Eric Sams nació en 1926 en Londres pero se crió en Essex. Aficionado desde la infancia a los rompecabezas, después de graduarse en Cambridge, se alistó en el MI6, el Servicio Secreto de Inteligencia Británico, donde trabajó como criptógrafo. Cuando era estudiante, el gobierno británico había impulsado un plan, ideado por Churchill, para reclutar jóvenes en los servicios de inteligencia. En el proceso de selección le preguntaron si sabía jugar al ajedrez, si era bueno con las palabras cruzadas y si podía descifrar una partitura. Durante ese cuestionario sintió por primera vez que la música y la criptografía estaban emparentadas. Más tarde llegó a la conclusión de que su interés por ambas “provenía de un mismo impulso”. Los asuntos de la guerra lo obligaron a aprender el idioma del enemigo y a partir de entonces se interesó por el repertorio del lied alemán, tema que ocupa una buena parte de su bibliografía: The Songs of Hugo Wolf (1961), el primer trabajo completo en lengua inglesa sobre Wolf; The Songs of Robert Schumann (1969) y Brahms Songs (1972). También se dedicó al estudio de la vida y la obra de Shakespeare, sobre el que escribió dos libros. Pero donde más se destacó fue en el campo de la criptografía musical donde se le reconoce su mayor aporte a la musicología.
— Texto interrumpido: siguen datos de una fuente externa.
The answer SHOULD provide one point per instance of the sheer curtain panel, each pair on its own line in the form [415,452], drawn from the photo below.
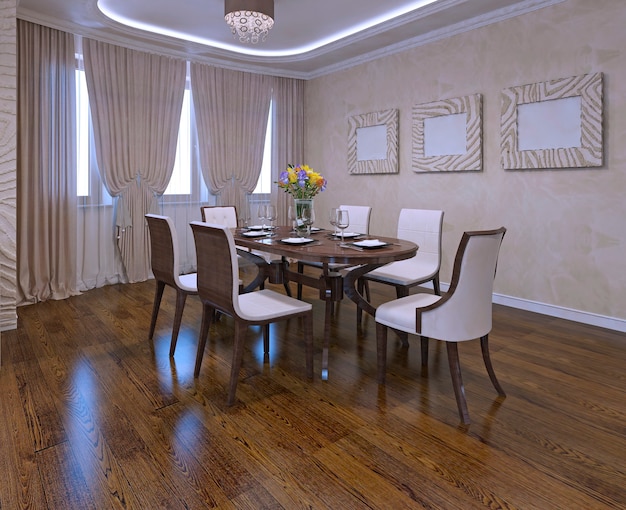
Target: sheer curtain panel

En agosto de 1965 apareció en la revista The Musical Times, Did Schumann Use Ciphers?, el primero de una serie de artículos que dedicó a la criptografía en la obra de Robert Schumann. Aunque parecía verosímil, la hipótesis del artículo era arriesgada. Es cierto que Schumann había hecho un uso evidente de cifras musicales, es decir, que usaba letras o nombres para crear sus melodías. Pero Sams estaba convencido de que el compositor había encriptado en sus obras el “nombre con el que estuvo más implicado a lo largo de toda su vida emocional”, el de su esposa Clara. Según la nomenclatura alemana, Clara sólo tiene tres letras musicales, la c y las dos a, que corresponden a un do y dos la respectivamente. Según su razonamiento, Schumann tuvo que haber asignado un sonido a cada una de las dos letras restantes. Después de proponer una solución más o menos arbitraria, un si para la l y un sol sostenido para la r, el musicólogo fue a las partituras dispuesto a comprobar su hipótesis. Encontró el motivo do, si, la, sol sostenido, la, en la canción Die Lotosblume del ciclo Myrthen, el regalo de bodas que Schumann le hizo a su esposa; en Liederkreis para canto y piano; en los Davidsbündlertänze de 1837 y en muchos otros ejemplos. A pesar de que reconocía que esas notas, a las que llamó “motivo de Clara”, formaban una melodía por tonos muy común en la música, se inclinó por pensar que su “persistente y ubicua presencia en forma definida en obras asociadas a Clara” eran “más que una coincidencia”.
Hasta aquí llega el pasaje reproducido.